See Testing & CI/CD for full details on the test suite, CI pipelines, and contributing guidelines.

Tech Stack

Layer Technology
Web framework FastAPI + Uvicorn
Templating Jinja2 + i18n extension
Frontend interactivity HTMX
CSS Pico CSS (institutional light theme)
Localization Dict-based i18n (Czech + English)
Data processing Polars
Charts Seaborn + Matplotlib
PDF extraction PyMuPDF
HTML scraping BeautifulSoup4
LLM integration Ollama / OpenAI-compatible API (optional, bilingual)
Documentation GitHub + MkDocs
HTTP client httpx
Configuration python-dotenv
Testing pytest + pytest-cov
Linting & formatting Ruff
Type checking Pyright
CI/CD GitHub Actions
Containerization Docker + docker-compose
Package manager uv

Data Source

All data comes from the psp.cz open data portal. Files are pipe-delimited UNL format, Windows-1250 encoded. The app downloads and caches them automatically on first access.

Cached data is stored at ~/.cache/pspcz-analyzer/psp/ (raw ZIPs, extracted UNL files, Parquet caches, PDF texts, and topic classifications). Override with PSPCZ_CACHE_DIR.

Tisk Pipeline

On startup, the app launches a background pipeline that enriches parliamentary prints (tisky):

  1. Download PDFs from psp.cz for each print
  2. Extract plain text using PyMuPDF
  3. Classify topics using the configured LLM (falls back to keyword matching if the LLM is unavailable)
  4. Summarize each print in both Czech and English (bilingual AI summaries)
  5. Scrape legislative process histories from psp.cz HTML pages
  6. Discover related bills via zakon.cz cross-references
  7. Track law changes (affected existing laws) from legislative process pages

This data powers the vote detail pages (topic tags, AI summaries, legislative timelines, and tisk transcriptions).

Amendment Pipeline

The amendment pipeline enriches third-reading votes with detailed amendment data:

  1. Identify third-reading vote points from tisk legislative histories
  2. Download amendment PDFs from psp.cz and parse amendment text
  3. Scrape stenographic records for spoken-word context
  4. Merge PDF and steno data, resolve vote IDs and submitters
  5. Summarize each amendment with bilingual AI summaries
  6. Analyze coalition voting patterns (who voted together)
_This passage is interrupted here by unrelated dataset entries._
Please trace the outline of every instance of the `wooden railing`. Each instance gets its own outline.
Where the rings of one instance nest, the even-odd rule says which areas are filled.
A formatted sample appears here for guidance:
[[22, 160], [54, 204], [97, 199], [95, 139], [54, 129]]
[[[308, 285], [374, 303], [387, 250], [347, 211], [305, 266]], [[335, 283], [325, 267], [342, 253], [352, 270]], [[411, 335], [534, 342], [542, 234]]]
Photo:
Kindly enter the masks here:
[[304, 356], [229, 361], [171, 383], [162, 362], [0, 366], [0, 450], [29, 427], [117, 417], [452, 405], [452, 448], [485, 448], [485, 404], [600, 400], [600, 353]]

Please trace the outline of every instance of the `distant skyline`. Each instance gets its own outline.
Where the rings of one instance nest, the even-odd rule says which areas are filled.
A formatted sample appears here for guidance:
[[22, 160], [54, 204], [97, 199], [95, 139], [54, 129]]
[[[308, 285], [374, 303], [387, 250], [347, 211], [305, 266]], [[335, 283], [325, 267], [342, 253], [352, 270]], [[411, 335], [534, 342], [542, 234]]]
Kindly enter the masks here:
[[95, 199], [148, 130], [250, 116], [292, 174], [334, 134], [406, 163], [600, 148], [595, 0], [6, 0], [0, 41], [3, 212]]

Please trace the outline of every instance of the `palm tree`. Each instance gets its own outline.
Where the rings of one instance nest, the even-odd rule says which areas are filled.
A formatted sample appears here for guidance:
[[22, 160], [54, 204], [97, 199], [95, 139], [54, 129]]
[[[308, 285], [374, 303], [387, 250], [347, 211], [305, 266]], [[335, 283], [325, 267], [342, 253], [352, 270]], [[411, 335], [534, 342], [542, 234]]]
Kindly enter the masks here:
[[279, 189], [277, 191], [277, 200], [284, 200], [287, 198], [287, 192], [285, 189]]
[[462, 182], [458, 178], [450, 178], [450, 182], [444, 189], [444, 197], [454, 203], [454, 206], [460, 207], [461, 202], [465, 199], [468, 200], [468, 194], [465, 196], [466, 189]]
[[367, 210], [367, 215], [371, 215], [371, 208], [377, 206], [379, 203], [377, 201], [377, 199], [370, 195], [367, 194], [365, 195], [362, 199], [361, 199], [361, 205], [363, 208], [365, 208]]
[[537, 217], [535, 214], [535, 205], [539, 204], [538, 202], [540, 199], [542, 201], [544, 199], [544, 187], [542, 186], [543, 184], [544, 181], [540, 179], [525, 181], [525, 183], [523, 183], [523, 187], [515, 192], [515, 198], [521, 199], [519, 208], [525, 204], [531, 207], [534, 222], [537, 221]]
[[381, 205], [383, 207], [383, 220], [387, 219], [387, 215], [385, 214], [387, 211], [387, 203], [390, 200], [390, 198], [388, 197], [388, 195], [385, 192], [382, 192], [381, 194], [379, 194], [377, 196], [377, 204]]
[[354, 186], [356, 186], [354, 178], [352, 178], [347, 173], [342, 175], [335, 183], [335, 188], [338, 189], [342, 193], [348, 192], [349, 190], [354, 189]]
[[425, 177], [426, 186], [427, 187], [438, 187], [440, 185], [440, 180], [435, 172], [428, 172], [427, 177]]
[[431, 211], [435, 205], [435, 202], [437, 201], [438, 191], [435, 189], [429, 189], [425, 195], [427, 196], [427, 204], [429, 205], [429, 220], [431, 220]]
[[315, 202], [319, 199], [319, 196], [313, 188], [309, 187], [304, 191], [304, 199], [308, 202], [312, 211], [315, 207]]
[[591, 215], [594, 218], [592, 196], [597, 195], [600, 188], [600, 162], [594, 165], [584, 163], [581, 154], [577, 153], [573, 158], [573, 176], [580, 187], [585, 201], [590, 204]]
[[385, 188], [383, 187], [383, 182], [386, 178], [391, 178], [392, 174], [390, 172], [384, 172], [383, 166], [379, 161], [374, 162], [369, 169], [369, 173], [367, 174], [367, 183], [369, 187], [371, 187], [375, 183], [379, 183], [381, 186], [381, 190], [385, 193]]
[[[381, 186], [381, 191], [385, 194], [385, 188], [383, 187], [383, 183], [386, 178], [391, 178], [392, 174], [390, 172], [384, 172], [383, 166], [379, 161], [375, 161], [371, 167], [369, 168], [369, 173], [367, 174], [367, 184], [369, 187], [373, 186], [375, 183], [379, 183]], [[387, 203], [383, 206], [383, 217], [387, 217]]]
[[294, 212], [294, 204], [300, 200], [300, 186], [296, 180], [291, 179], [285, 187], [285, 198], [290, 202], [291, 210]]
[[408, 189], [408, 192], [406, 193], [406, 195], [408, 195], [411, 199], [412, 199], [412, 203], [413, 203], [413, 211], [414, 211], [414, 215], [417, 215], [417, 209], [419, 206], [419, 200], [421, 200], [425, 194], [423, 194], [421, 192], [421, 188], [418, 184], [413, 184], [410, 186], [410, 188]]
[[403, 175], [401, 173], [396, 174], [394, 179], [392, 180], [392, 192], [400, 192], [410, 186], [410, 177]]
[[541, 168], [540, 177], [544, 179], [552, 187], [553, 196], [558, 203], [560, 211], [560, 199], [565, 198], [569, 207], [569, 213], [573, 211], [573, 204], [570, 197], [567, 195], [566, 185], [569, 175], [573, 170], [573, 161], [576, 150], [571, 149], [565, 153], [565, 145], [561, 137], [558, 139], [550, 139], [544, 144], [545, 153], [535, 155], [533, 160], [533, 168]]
This data powers the /amendments pages with per-amendment vote breakdowns and coalition analysis.

Admin Dashboard

A password-protected admin backend runs on a separate port (default 8001):

  • Pipeline Management — start/stop/monitor tisk and amendment pipelines per period
  • Runtime Config — edit LLM provider, model, and processing settings without restart
  • Log Streaming — real-time SSE-based log viewer
  • System Status — cache size, disk space, loaded periods, pipeline history
  • Authentication — bcrypt password + IP whitelist + session cookies

Documentation

Document Contents
Routes All HTTP endpoints — pages, API partials, chart images, health check, laws/amendments, admin routes
Services Data pipeline, analysis services, tisk pipeline, amendment pipeline, law service, LLM integration, admin
Templates Frontend structure, HTMX patterns, i18n, vote detail, laws, amendments, admin templates
Data Model Electoral periods, UNL format, table schemas, vote codes, tisk data, amendment data, configuration
Testing & CI/CD Test suite structure, fixtures, linting config, GitHub Actions workflows, contributing

License

Educational / OSINT project. Parliamentary data is public domain per Czech law.